In all Skeeter’s varied career no such request had ever been uttered in his astonished ears. Skeeter wondered if this extraordinary thing was attributable to prohibition. Surely the old order changeth!
“I ain’t know yo’ favor or yo’ face, an’ I ain’t met de ’quaintance of yo’ name, boss,” Skeeter replied.
“My name is Dick Nuhat,” the white man responded promptly. “I am not altogether an honest man, but I am a gentleman. This is a request of one gentleman to another.”
“I likes to ’commodate white gentlemens, boss,” Skeeter said uneasily; “but I ain’t got de ten dollars, an’ so I cain’t affode to lend it.”
Without a word the man turned away, walked back to the table, and sat down. Once more there was a period of silence and deep meditation, while a nervous colored man polished glasses and watched the white man from the corner of his eye. Mr. Nuhat had the trick of sitting as motionless as a stone dog on a lawn, while even his eyes were fixed in a stony stare, oblivious to what went on around him and looking out across the spaces unseeingly.

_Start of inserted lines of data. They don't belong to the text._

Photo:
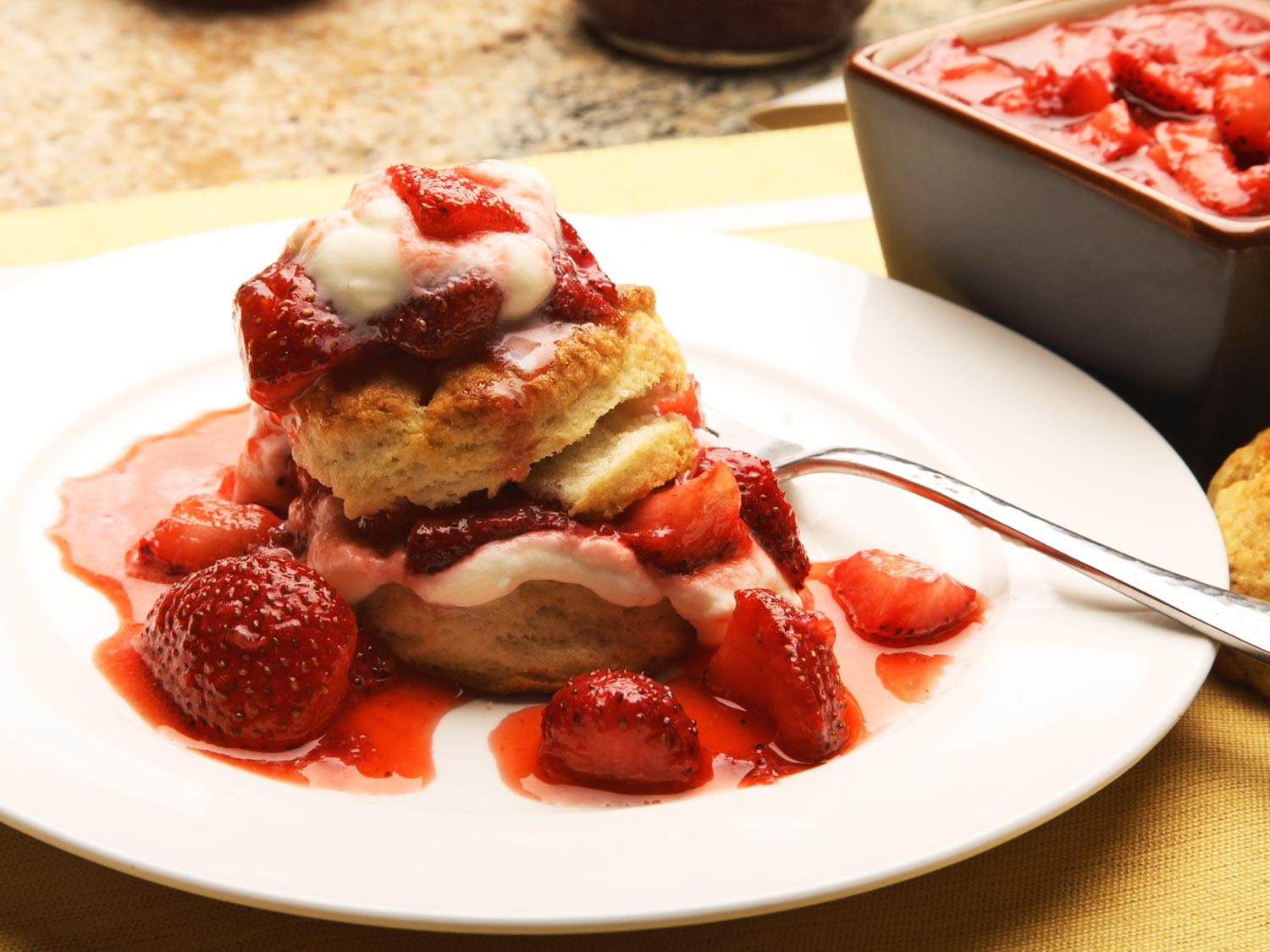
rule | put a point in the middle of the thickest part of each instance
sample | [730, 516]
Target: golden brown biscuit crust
[433, 434]
[1240, 494]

“Dope!” Skeeter muttered to himself; but Skeeter was wrong.
There was twenty minutes of this ponderous thinking, and then the man came to Skeeter and made a proposition.
“I’ve got one thing I can sell, Skeeter. I rode to town on a horse that is worth one hundred dollars, intending to take him to Shongaloon, to enter him in the races at the fair; but I am broke. If you had lent me the ten dollars I would have gone on; but now, if I went, I would have no money to bet. So I am going to sell and go out of the racing business.”
“You don’t talk like no race-hoss man to me,” Skeeter said.
“I ain’t a race-horse man,” was the reply. “I am a scholar and a gentleman.”